Building up your bases is pretty well done, with tech trees that support one another that make sense. A radar station is needed for example before you can build an airport and start fielding air units. Gathering money is done by sending trucks out to mines, though can also be accomplished by capturing banks and supply depots. And there are three types of turrets (anti-vehicle, air and infantry) that you can construct to keep your base safe. Power also has to be managed, which is done by building power plants. And most units and buildings can be enhanced later in the scenario by buying add-ons for them, like the supercharger which makes trucks at your supply yard move faster or generator technology that will make a power plant supply more juice.

There are also hero units who carry the storyline. These units are basically just people, but are as tough and powerful as a small army just by themselves. They can be upgraded as they earn experience to enhance their special abilities, like dealing more damage, earning more money for your side or giving all units around them a bigger fire range.

Graphically, the game is quite stellar. The environment looks very realistic right down to the little tracks some of your units make when traveling. You can zoom in or out and rotate the screen to get the best view. Before and after each mission you are treated to cut scenes that are some of the best I’ve ever seen. It makes it a real treat to successfully complete a mission and then see a movie that shows what you accomplished.

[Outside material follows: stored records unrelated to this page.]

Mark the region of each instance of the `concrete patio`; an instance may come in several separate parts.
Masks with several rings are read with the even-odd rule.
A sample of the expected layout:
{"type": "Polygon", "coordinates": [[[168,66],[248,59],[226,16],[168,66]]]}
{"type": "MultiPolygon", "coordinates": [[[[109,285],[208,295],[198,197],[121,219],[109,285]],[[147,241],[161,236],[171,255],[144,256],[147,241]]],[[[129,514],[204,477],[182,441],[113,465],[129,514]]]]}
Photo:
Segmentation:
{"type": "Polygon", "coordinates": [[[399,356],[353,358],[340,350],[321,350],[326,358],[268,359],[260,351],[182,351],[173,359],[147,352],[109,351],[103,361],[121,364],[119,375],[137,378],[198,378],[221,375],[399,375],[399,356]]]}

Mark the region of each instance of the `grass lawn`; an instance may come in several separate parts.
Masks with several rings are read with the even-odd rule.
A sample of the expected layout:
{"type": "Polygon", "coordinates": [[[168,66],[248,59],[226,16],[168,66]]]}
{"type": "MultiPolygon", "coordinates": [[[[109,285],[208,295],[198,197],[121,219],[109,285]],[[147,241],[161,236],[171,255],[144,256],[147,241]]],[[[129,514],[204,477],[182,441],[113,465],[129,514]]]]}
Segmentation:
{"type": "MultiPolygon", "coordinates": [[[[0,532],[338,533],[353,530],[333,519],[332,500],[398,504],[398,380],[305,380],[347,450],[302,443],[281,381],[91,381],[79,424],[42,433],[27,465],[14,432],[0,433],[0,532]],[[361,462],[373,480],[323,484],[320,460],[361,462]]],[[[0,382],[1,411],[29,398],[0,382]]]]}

The sound in the game is quite good, but the voice acting is very hit or miss. Part of the fault of the bad voice acting is actually the silliness of the dialog script, which is poorly written and almost campy, an odd choice considering the dramatic nature of the cut scenes.

Warfront: Turning Point looks at WWII from a different angle. Though it quickly devolves into something that at first glance does not look a lot like WWII, it still will keep you interested with its varied missions, meandering yet interesting plot, and the promise of more cut scenes if you can just take over one more hill before bedtime.